Advax-CpG adjuvant is a combination of delta inulin polysaccharide [8] formulated with CpG oligonucleotide, a toll-like receptor 9 (TLR9) agonist that has been shown to enhance humoral and T cell responses in a broad range of animal species as well as humans, having low reactogenicity and a strong safety profile [[9], [10], [11]]. It is effective and well-tolerated in humans and has been shown to be highly effective and safe in newborn [12,13] and pregnant mice [14,15]. CpG55.2 is a proprietary 24mer class B CpG oligonucleotide that is a potent activator of both human and mouse TLR9.
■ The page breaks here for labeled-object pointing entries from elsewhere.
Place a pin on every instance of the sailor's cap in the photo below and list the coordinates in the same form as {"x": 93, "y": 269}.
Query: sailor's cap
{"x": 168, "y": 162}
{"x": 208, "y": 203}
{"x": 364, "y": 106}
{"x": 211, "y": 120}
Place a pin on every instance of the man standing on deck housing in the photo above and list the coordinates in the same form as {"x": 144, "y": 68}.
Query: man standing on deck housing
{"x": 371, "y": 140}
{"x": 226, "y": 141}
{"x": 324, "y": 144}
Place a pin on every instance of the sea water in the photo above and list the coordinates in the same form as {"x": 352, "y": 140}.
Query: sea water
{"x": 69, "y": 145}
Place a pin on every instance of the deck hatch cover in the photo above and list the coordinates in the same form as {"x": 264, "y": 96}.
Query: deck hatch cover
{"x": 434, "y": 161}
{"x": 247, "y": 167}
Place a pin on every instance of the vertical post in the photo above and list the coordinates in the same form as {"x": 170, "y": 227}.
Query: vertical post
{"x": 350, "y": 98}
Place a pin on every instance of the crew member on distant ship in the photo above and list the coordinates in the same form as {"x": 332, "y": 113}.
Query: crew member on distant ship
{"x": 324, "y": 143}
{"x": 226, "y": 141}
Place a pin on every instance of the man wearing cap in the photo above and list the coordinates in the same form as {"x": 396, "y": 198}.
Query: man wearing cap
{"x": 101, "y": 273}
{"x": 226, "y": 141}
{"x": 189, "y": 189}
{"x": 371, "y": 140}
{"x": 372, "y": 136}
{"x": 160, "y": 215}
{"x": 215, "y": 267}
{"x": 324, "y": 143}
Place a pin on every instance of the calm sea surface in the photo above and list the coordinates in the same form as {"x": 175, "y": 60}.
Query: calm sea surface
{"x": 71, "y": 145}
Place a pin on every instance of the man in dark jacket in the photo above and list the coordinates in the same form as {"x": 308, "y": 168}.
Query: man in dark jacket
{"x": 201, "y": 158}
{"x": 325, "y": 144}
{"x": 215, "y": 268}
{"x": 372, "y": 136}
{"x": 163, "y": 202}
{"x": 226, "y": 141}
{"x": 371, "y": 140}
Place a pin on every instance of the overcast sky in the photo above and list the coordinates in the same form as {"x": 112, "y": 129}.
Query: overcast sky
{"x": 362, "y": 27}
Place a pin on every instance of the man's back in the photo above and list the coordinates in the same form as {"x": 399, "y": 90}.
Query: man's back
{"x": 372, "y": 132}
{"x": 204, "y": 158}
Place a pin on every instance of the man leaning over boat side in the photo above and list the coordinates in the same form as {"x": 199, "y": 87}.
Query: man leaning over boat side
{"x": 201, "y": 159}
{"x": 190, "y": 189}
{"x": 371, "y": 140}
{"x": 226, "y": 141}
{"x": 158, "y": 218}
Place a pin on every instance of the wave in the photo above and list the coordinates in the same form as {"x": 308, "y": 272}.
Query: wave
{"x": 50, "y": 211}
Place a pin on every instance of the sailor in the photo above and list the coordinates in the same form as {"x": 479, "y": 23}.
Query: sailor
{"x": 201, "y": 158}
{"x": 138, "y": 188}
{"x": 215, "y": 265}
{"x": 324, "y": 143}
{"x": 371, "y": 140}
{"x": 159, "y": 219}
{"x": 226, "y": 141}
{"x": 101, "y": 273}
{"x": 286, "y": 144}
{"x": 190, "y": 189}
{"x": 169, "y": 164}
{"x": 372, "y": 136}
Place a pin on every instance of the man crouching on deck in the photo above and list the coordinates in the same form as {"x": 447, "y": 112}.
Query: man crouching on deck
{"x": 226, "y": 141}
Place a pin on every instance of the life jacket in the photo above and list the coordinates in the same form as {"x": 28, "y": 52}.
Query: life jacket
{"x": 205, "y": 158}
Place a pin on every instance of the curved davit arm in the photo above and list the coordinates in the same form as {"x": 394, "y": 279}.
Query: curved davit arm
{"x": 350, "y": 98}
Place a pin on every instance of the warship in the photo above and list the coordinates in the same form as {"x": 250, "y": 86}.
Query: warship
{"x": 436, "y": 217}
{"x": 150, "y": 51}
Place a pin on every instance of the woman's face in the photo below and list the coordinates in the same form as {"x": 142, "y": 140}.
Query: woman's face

The S protein extracellular domain antigen in SpikoGen® vaccine was designed using 3-D computer modeling [11] plus experience from SARS [16] and MERS [17] coronavirus vaccines. In mice, SpikoGen® induced high titers of neutralizing antibodies and memory CD4+ and CD8+ T cell responses [11]. An Australian Phase 1 trial in July 2020 involving 40 participants confirmed a satisfactory safety profile with induction of anti-S1 antibodies. The current phase 2 study was undertaken to provide additional safety and immunogenicity data on SpikoGen® vaccine in a larger population to support its advance to phase 3 clinical trial.

Methods

Study design

This study was a phase 2, parallel, randomized, double-blind, placebo-controlled trial on 400 participants with a 3:1 allocation ratio and a follow-up duration of 6 months after the second dose. The study was conducted at the Grand Hall of Espinas Palace Hotel, Tehran, Iran. This place was converted into a custom-built large clinical trial site for the duration of the study. A link for video of the clinical trial site and the inclusion and exclusion criteria are provided in the supplementary material. Written informed consent was obtained from all participants before enrollment. Vital signs including heart rate, respiratory rate, blood pressure, temperature, and O2 saturation were assessed before each dose.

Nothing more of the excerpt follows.